Al convegno Fare spazio. Le relazioni educative nell'arte contemporanea tenutosi alla Fondazione Querini Stampalia, interviene
anche il sud, a sottolineare l'importanza di un necessario scambio tra le
realtà più dinamiche in materia (Castello di Rivoli, Torino; Mart di Rovereto,
Trento; Mambo di Bologna) e a creare un ponte tra la Sicilia e il resto del
continente, l'unico ponte di cui i difensori dei beni culturali e dell'ambiente
vorrebbero sentire parlare, uno che avvicini le idee creative, l'amore per
l'arte, l'affezione di ogni genere di pubblico (quello che c'è e quello che
verrà) al proprio patrimonio.
Gli esperti della didattica, come i direttori e
curatori di eventi e mostre, s'interrogano sulle capacità dell'arte dei nostri
giorni di essere specchio di un'epoca e sulla necessità di esserne insieme
promotori e attenti osservatori.
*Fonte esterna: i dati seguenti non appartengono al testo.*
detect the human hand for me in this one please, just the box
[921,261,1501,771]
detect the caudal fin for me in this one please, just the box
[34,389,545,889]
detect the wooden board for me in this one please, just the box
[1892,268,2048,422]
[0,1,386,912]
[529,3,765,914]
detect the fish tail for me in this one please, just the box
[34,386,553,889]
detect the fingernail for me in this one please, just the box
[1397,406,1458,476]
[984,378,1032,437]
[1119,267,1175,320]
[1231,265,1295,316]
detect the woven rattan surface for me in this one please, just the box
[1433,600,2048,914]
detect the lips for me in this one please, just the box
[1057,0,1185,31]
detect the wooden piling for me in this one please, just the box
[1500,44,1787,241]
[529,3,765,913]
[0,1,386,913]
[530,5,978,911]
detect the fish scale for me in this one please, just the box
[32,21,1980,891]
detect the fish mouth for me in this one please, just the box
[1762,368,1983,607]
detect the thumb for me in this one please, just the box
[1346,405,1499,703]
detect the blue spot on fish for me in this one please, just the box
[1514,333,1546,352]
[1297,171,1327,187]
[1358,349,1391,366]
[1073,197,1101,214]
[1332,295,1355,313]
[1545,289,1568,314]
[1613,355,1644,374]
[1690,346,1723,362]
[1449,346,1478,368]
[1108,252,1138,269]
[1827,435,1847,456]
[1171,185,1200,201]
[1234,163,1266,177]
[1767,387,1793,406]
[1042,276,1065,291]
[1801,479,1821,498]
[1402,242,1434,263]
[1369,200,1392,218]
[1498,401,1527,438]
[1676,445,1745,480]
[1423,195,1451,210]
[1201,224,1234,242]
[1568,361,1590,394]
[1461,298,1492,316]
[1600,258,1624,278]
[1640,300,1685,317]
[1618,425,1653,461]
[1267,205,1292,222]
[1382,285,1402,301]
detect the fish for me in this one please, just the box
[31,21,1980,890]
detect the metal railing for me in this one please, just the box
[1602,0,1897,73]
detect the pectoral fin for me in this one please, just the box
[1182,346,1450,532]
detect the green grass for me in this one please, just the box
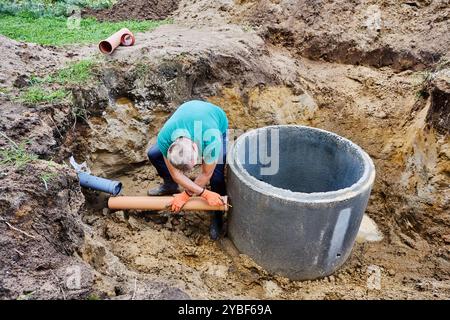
[46,59,97,85]
[19,86,69,104]
[16,290,36,300]
[86,293,101,300]
[0,13,168,46]
[19,60,93,106]
[19,59,95,110]
[0,87,9,94]
[133,62,150,79]
[0,132,38,169]
[0,1,117,17]
[40,171,56,190]
[51,59,95,84]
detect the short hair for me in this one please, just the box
[167,137,197,172]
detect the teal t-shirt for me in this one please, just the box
[157,100,228,164]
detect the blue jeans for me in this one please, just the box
[147,133,227,196]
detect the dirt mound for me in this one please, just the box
[174,0,450,71]
[0,36,67,89]
[0,160,192,299]
[0,160,95,299]
[254,0,449,71]
[83,0,180,21]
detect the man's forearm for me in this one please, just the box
[194,173,212,189]
[172,172,204,195]
[194,162,216,191]
[164,156,215,196]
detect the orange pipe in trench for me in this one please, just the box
[108,196,229,212]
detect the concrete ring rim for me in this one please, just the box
[228,125,376,204]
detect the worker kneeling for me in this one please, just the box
[147,100,228,240]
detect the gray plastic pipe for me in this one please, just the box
[227,125,376,280]
[78,172,122,196]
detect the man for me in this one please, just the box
[147,100,228,240]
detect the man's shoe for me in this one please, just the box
[209,212,224,241]
[147,183,179,196]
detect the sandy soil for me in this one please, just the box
[0,1,449,300]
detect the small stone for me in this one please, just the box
[263,281,282,298]
[111,211,127,224]
[205,263,229,278]
[84,215,99,225]
[13,74,29,88]
[153,224,162,231]
[373,110,387,119]
[164,220,173,230]
[415,281,432,291]
[127,216,143,231]
[443,234,450,244]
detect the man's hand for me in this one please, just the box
[171,191,191,212]
[201,189,224,207]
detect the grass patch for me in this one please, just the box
[86,293,101,300]
[28,59,98,87]
[133,62,150,79]
[414,58,450,100]
[19,86,69,104]
[48,59,97,85]
[0,13,169,46]
[51,59,95,84]
[0,87,9,94]
[40,171,56,190]
[0,132,38,169]
[16,291,36,300]
[0,1,117,17]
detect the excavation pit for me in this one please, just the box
[228,125,376,280]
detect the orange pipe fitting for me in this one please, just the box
[121,32,135,46]
[108,196,229,212]
[99,28,135,54]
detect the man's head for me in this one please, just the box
[167,137,199,172]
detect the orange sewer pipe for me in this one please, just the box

Così al Museo Cantonale di Lugano,
un'esposizione sul volto nell'arte contemporanea, in mostra fino a febbraio
2010, si domanda quale faccia abbia il presente, come i fenomeni della
massificazione e della perdità d'identità siano interpretate dagli artisti, sensibili sensori
di grandi trasformazioni.
Un bar camp sui linguaggi della contemporaneità sarà
uno degli eventi principali che muoveranno il Festival della creatività a
Firenze tra il 15 e il 18 ottobre.
Tradurre i linguaggi dell'arte che sta accadendo
insieme a noi è anche uno dei sommi insegnamenti che arrivano dalla mostra Il
museo come avanguardia, dedicata a Palma Bucarelli, in corso alla Galleria
d'Arte moderna di Roma fino all'1 novembre. Quando espose nel 1959 un Sacco
di Alberto Burri, il senatore Terracini si auspicò che «l'emerita direttrice
della Gnam si affrettasse a nascondere ben lontano dagli occhi del pubblico
l'indegna sozzura raccattata dalla gerla di uno spazzaturaio...» Così capita
ancora, meno di un anno fa, al segretario generale della Cei, Giuseppe Betori,
seguito dal ministro Bondi, che aveva parlato della rana crocifissa di Martin
Kippenberger al Museion di Bolzano, come di un'opera che «offende il sentimento
religioso del popolo italiano». E, più recentemente, il consigliere Pietro
Bortoluzzi, che considera la rana tenuta dal ragazzo di Charles Ray sulla Punta
della Dogana a Venezia, «esteticamente discutibile» e chiede che sia portata
via perché torni al proprio posto il vecchio lampione. Così le batracomiomachie,
le guerre tra rane e topi, sembrano ripetersi senza tempo e l'arte è ancora una
volta specchio, visione e pre-visione, di un'epoca tutta da interrogare.